Walking In The Air (from: The Snowman)

"Walking in the Air" is a song written by Howard Blake for the 1982 animated film of Raymond Briggs' 1978 children's book The Snowman. In the film the song was performed by St. Paul's Cathedral choirboy Peter Auty. For the subsequent single release, which reached number five in the UK pop charts in 1985, the vocals were sung by Welsh chorister Aled Jones, who became a popular celebrity on the strength of his performance. Jones' version was not an official The Snowman tie-in though it was authorised by Howard Blake. "Walking in the Air" has subsequently been covered by several different artists, in a variety of styles.
The song forms the centrepiece of The Snowman, which has become a seasonal perennial on British television. The story relates the fleeting adventures of a young boy, and a snowman who has come to life. In the second part of the story, the boy and the snowman fly to the North Pole. "Walking in the Air" is the theme for the journey. They attend a party of snowmen, at which the boy is the only human. They meet Father Christmas and his reindeer, and the boy is given a scarf with a snowman pattern.

MYTH AND COINS- Coinage and currency in ancient SPARTA

The image of the non-developed economy, we have formed so far. supported by the fact that unlike many other Greek cities, Sparta was not mint silver coins until the 3rd century BC
According to some ancient writers, Sparta classic years consciously maintained a cumbersome heavy iron money in retail, to remain outside the realm of trade with foreigners. 
Indeed, many later sources indicate that by 404 BC totally banned in Sparta gold and silver coins. That year, Lysander sent back to Sparta countless spoils he had obtained after his victory in battle Aegospotami, among which included a huge amount of Athenian coins.
Then taken the decision to be first accepted this currency for public use in Sparta. But to ban the possession by individuals. However, as reported by Plutarch in the Life of Lysander, since the currency was allowed in the city, passed easily in private hands, so there are cases of greed and corruption. One development that has undermined the power of Sparta. These questions, however, the data and the impact viruses require thorough study. Failure to use currency in Sparta was unusual practice. 

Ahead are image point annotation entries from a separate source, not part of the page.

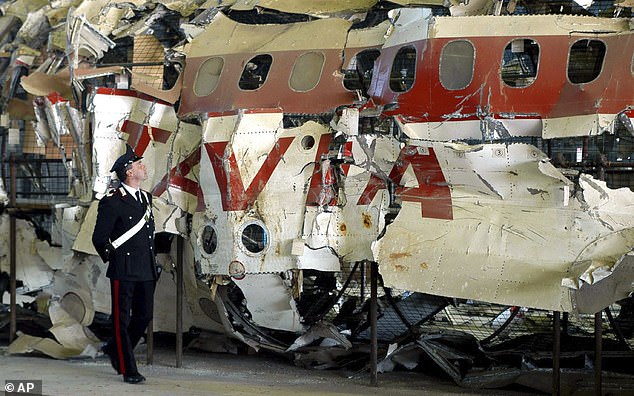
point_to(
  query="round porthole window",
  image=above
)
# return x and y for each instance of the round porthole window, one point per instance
(308, 142)
(209, 239)
(254, 238)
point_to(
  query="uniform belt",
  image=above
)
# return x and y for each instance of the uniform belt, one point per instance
(136, 228)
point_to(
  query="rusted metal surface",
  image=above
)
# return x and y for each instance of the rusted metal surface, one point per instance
(283, 149)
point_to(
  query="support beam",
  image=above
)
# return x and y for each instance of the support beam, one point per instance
(179, 301)
(374, 272)
(12, 251)
(598, 352)
(556, 353)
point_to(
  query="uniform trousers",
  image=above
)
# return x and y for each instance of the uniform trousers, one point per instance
(132, 308)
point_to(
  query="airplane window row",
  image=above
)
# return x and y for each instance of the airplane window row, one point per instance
(304, 77)
(520, 64)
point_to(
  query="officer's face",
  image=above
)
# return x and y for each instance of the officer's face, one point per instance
(137, 171)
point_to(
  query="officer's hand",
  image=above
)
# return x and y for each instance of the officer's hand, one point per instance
(108, 252)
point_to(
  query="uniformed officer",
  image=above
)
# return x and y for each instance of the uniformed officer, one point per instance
(124, 237)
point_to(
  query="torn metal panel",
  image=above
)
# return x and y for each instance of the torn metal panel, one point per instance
(342, 226)
(320, 330)
(43, 84)
(246, 184)
(73, 339)
(86, 40)
(421, 2)
(489, 104)
(270, 302)
(31, 269)
(216, 60)
(4, 199)
(509, 250)
(319, 7)
(34, 30)
(170, 148)
(107, 15)
(147, 49)
(22, 8)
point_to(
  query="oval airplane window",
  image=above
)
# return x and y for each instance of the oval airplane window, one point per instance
(457, 60)
(403, 71)
(585, 61)
(255, 72)
(209, 239)
(306, 71)
(254, 238)
(208, 76)
(520, 62)
(358, 74)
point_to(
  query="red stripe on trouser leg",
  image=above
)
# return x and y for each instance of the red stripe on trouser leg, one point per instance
(117, 327)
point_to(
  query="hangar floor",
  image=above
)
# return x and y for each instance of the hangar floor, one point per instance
(206, 373)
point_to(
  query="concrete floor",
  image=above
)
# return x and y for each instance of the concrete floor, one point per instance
(218, 374)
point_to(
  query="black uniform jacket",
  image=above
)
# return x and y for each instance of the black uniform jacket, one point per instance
(134, 260)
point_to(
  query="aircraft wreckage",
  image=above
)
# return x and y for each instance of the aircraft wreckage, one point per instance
(287, 143)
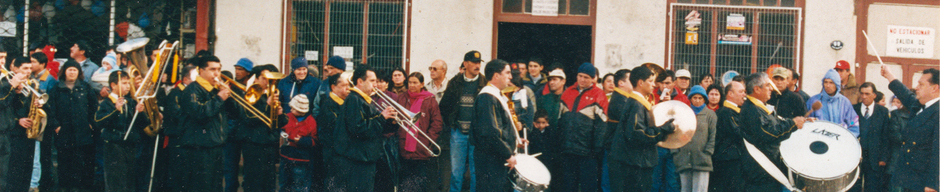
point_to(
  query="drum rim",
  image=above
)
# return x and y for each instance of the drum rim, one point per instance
(857, 166)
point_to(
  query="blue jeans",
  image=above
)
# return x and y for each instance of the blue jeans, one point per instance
(295, 176)
(461, 161)
(665, 177)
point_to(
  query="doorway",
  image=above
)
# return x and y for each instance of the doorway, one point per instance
(567, 45)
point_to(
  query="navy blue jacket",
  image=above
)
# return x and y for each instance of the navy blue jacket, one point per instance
(918, 160)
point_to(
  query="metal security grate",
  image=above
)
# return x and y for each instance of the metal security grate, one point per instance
(716, 38)
(374, 31)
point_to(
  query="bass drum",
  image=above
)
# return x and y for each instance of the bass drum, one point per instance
(822, 156)
(529, 174)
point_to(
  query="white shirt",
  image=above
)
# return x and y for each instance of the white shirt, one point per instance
(438, 91)
(929, 103)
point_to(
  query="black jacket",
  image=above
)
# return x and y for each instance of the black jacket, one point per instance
(114, 124)
(765, 131)
(788, 105)
(918, 159)
(450, 102)
(253, 130)
(203, 122)
(728, 145)
(634, 141)
(74, 111)
(492, 130)
(873, 135)
(359, 134)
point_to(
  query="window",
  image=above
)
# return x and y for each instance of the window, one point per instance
(716, 39)
(374, 31)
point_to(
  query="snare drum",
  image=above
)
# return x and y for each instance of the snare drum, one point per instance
(529, 175)
(822, 156)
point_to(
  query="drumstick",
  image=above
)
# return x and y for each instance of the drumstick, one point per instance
(873, 47)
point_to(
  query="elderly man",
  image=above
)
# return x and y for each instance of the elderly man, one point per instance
(916, 168)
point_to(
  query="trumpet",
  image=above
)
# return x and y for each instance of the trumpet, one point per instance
(407, 119)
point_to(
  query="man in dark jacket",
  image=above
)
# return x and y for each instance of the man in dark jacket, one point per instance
(494, 132)
(728, 146)
(633, 146)
(259, 150)
(114, 116)
(762, 128)
(787, 104)
(583, 124)
(76, 101)
(358, 140)
(917, 163)
(201, 140)
(457, 110)
(16, 151)
(873, 127)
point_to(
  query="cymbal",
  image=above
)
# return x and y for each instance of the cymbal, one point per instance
(684, 120)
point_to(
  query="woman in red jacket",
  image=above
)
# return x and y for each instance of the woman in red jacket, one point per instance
(415, 158)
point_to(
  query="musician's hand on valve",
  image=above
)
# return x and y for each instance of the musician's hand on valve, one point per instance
(26, 122)
(389, 113)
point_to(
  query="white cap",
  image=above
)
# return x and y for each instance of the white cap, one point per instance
(300, 103)
(683, 73)
(557, 73)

It is estimated that at least 50 ° of all the Greek cities had never cut currencies. Many others do not, even after the introduction of the sixth century, was delayed for a long time to cut currency. Among these important cities like Byzantium. highly active in international trade because of its strategic position on the sea route between the Aegean and Black Sea. Anyway, the cities that cut coins were always a minority. Recent research finds that the city needed a good reason to cut currency. Thus, the abstention of Sparta by cutting currency does not necessarily consciously pursued policy of economic isolationism.One reason why some other cities did not mint coins were coins that were available from neighboring cities were widely accepted. And here we must note that the currency of Aegina circulating in a large scale in the Peloponnese. Similarly, there is no reason to doubt that anyone in Sparta a system of movement of iron coins. However, evidence of an acceptable system of exchange of iron coins of Sparta with foreign silver coins were used based on measures of Aegina, show that the use of iron coins did not involve exclusion of foreign currencies from Sparta.

 Indeed, the low value of iron currency implies that prevailed a system of ongoing use, since transactions over a certain value require the use of most precious metals. Several pieces of evidence converge on an estimate that was made use of foreign coins and silver bars before 404 BC During the Peloponnesian War, for example, the city used silver coins to pay the mercenary soldiers and rowers of the fleet. Inside the Sparta, the city imposed fines on citizens and mandatory monthly rations common costs 10 obols of Aegina. Gold coins and raw gold and silver distributed to Spartan soldiers from the Persian spoils after the battle of Plataea in 479. Consequently, when in 404 BC decided to allow the use of silver coins but not the possession of the measure came as no relaxation, but a limitation of the previous practice. Not surprisingly, the Spartans people soon slip from the attempted arrest. However, the assertion of Plutarch, that is what caused the erosion of moral values is exaggerated since private ownership of silver coins was not something new.